Neal Viereck

Personal information
- Full name: Neal Roëll Viereck
- Date of birth: 3 May 2004 (age 22)
- Place of birth: Amsterdam, Netherlands
- Height: 1.95 m (6 ft 5 in)
- Position: Centre-back

Team information
- Current team: Tenerife (on loan from FC Utrecht)
- Number: 23

Youth career
- 2010–2011: GeuzenMiddenmeer [nl]
- 2011–2012: Diemen [nl]
- 2012–2023: Ajax

Senior career*
- Years: Team / Apps / (Gls)
- 2022–2023: Jong Ajax / 2 / (0)
- 2023–: Jong Utrecht / 71 / (4)
- 2026–: → Tenerife (loan) / 0 / (0)

= Neal Viereck =

Dutch footballer

Neal Roëll Viereck (born 3 May 2004) is a Dutch professional footballer who plays as a defender for club Tenerife, on loan from FC Utrecht.

==Early life==
He joined the Ajax Youth Academy as a youngster. However, his progress as a young player was not linear, and whilst transitioning his playing time between Ajax under-13 and their under-14 set-up, Viereck suffered from a number of injuries. This could well have been linked to a growth spurt he had that saw his grow by 4 cm in a single season.

==Career==
===Ajax===
Viereck made his professional debut for Jong Ajax on 11 December 2022 against Jong Utrecht in the Eerste Divisie.

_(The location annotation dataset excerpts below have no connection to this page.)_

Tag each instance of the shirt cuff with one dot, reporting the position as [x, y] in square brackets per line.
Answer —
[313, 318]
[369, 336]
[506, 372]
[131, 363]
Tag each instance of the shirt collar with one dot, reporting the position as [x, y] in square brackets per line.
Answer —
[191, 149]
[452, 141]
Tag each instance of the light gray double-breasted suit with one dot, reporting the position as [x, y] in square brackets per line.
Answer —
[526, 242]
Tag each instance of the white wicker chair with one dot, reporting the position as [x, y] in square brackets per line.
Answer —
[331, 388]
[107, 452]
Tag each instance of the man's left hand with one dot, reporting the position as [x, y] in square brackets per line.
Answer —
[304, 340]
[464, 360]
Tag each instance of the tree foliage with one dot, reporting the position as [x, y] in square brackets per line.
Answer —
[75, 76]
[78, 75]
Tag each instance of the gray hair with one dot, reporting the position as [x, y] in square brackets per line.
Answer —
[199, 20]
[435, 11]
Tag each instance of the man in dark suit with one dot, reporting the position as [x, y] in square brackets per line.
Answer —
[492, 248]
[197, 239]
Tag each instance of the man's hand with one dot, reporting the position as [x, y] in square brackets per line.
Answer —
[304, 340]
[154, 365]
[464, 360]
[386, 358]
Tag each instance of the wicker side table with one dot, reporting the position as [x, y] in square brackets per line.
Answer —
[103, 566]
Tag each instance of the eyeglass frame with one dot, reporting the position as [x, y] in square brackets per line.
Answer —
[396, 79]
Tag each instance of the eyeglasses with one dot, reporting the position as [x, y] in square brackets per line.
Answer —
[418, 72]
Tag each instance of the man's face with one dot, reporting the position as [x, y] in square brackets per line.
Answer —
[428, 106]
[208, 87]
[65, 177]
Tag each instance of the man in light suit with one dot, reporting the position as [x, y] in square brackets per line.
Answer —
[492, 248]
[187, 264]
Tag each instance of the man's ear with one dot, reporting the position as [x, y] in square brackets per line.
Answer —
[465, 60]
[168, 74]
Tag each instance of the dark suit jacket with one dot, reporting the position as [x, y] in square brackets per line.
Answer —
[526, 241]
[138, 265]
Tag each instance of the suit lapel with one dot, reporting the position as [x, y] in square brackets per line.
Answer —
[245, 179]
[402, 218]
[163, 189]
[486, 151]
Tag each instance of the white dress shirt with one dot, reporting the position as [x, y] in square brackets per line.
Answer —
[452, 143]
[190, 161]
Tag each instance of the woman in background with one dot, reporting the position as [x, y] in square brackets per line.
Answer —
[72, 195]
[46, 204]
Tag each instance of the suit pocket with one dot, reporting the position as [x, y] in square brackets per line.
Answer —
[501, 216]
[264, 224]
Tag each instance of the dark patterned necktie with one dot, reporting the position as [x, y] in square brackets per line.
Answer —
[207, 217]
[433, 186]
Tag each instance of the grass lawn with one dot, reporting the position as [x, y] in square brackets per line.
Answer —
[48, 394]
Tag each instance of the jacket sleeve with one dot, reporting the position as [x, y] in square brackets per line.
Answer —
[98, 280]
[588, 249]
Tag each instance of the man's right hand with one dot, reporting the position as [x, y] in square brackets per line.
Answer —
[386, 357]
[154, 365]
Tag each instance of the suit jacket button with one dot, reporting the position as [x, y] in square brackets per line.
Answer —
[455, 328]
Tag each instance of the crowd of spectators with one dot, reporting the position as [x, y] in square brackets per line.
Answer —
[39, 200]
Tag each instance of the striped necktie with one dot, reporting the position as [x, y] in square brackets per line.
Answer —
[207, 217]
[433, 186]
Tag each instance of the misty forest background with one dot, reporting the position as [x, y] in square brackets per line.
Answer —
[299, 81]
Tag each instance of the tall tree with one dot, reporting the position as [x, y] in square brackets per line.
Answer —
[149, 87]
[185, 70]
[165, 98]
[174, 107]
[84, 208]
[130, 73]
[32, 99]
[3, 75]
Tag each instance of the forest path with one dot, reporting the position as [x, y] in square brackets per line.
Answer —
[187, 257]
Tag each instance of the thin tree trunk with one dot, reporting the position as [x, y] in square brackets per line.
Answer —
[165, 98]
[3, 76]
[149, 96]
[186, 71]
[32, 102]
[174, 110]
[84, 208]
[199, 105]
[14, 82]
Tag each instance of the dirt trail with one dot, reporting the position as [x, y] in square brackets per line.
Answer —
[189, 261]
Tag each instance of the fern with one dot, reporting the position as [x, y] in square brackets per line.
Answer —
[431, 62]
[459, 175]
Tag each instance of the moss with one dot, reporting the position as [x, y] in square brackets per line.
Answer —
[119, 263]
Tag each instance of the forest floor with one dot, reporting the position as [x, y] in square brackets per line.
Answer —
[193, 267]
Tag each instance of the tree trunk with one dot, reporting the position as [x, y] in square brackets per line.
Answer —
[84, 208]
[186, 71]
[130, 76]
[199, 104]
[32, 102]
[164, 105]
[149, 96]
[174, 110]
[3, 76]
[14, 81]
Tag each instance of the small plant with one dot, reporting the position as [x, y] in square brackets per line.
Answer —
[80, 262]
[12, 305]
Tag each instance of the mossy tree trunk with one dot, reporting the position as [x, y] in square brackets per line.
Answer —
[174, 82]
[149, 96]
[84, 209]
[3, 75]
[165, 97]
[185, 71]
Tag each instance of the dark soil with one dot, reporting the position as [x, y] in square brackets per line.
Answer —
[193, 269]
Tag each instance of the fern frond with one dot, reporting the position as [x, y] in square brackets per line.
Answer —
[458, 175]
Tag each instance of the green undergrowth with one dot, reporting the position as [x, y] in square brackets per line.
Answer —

Viereck received unfortunate worldwide press coverage when he was sent-off playing for Jong Ajax against De Graafschap on 13 January 2023, just 30 seconds after appearing on the pitch as a substitute. He entered the field of play in the 59th minute as a replacement for Jorrel Hato, but was immediately dismissed in the 60th minute with a straight red card for a professional foul on Camiel Neghli by referee Luuk Timmer. The event was reported as unusual and of a comical nature worldwide, including in Ecuador, Portugal, Peru,
Argentina, and Bosnia. It was only his second professional appearance. An appeal against the red card by the club was unsuccessful and Viereck's red card was upheld and he served suspension.

===Utrecht===
On 19 July 2023, Viereck signed a two-year contract with Utrecht and was assigned to Jong Utrecht. He made his league debut for the club as a starter on 18 September 2023 in an away 2–0 loss to FC Emmen in the Eerste Divisie. Later captaining the side, he scored his first league goal for the club securing a late equaliser in a 1–1 draw against Roda JC on 1 November 2025.

====Loan to Tenerife====
On 17 July 2026, Viereck was loaned to Segunda División side Tenerife, for one year.